Aberdeenshire Autism Services

The National Autistic Society came together with Aberdeenshire Council and Aberdeenshire Housing Partnership with the aim of delivering tenancy-based services to people with autism. A firm of architects was asked to design a set of suitable self-contained flats. The plans included curved internal corridors with ample natural light, the removal of sharp-angled walls and hard wiring to meet users’ specific technological needs. All three partners made a financial contribution to the project, and worked together to make up the remaining shortfall. The core team consisted of 10 people, and included members from each of the partner agencies. An ambitious project, this partnership was successful because of the team’s genuine commitment to joint-working based on a mutual belief system and respect for each other’s specific skills. The fact that all of the tenancies have now been taken up is proof that even seemingly insurmountable difficulties can be solved when expertise is pooled.


Reprovisioning Project Team

Following the closure of a nursing home in Melrose, Scotland, a diverse coalition of service providers were tasked with designing and delivering a new community-based service that would meet the needs of residents with physical and complex disabilities.
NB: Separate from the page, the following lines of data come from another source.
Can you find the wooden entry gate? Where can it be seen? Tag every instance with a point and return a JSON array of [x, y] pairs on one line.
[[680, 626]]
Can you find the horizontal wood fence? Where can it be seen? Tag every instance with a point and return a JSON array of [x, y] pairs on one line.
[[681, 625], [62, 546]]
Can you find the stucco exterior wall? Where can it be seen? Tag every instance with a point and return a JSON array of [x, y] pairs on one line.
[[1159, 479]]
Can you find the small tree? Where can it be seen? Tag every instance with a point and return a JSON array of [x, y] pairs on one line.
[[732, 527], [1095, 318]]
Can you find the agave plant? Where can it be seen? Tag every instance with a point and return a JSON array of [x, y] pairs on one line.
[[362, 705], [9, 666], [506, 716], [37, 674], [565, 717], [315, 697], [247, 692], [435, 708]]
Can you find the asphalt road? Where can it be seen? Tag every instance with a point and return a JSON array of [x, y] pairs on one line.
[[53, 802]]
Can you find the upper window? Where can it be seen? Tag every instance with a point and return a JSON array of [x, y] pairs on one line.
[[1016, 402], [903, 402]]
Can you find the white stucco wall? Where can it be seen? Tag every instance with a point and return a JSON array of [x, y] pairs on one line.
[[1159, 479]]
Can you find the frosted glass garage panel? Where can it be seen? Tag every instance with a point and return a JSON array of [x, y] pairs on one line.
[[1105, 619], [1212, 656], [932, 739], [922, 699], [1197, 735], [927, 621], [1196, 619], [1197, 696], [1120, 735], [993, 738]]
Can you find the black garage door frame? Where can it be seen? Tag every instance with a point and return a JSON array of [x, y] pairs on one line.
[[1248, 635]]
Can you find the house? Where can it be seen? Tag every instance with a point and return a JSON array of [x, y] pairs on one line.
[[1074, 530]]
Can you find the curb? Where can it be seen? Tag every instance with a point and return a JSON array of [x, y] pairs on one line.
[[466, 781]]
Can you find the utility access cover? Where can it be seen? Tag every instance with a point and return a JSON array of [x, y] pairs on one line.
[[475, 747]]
The team combined expertise from social work, health, registered social landlords, residents and care providers. Six years on, users have increased choice and control and are living as tenants in the community rather than in care homes. They also have access to care through a single assessment and care plan available 24 hours a day.

Because closing the care home was a controversial move, building trust was an essential first step in getting the project off the ground. Clarity about roles and process was also essential – particularly over funding, which had the potential to be a source of tension. Formal appointments to ensure genuine joined-up working were also important, for example social work appointed key workers from health on to the project team.


The Meadows Centre of Excellence

This centre joins social care rehabilitation, primary care trust intermediate care and voluntary sector services to provide seamless support for people aged over 50 in Stoke on Trent. The Meadows demonstrates the importance of flexibility, choice and a single point of contact for users. The centre offers four categories of provision:

● High dependency bed-based – users are treated in a community hospital, with Meadows staff on hand to provide therapy and social work support.

● Low dependency bed-based – this service is provided within The Meadows and staff can provide nursing care, therapy, health and social care among others.

● High dependency home-based – within the centre there are staff who can provide a high level of service to people so they can stay in their own homes and receive the same level of support as those in the bed-based service, this may include 24-hour care.

● Low dependency home-based – a level of care appropriate to need.

The Meadows experience proves that a flexible non-homogenous approach to care can substantially improve welfare for the elderly, and the organisation is looking to expand.

What the judges said

Chris Hanvey, director of operations, Barnardos: “This category attracted the most entries and East Cambridgeshire demonstrates that the Every Child Matters agenda makes possible work with a whole range of agencies from GPs and education welfare officers to young offenders services and school nurses.”

Kathryn Stone, chief executive of Voice UK for people with learning disabilities: “On its form, Aberdeenshire Autism Services said: ‘For us, second best should never be first choice’ and that’s an important statement to make for people with autism. They should be commended for attempting to provide excellence in their service through working in close partnerships.”

Sue Bott, strategic director of the National Centre for Independent Living : “I was impressed with how the Reprovisioning Project Team came together to resolve an particular issue and stuck with it.”

The other judges were Gary Fitzgerald, chief executive of Action on Elder Abuse, and Andrew McCulloch, chief executive of the Mental Health Foundation.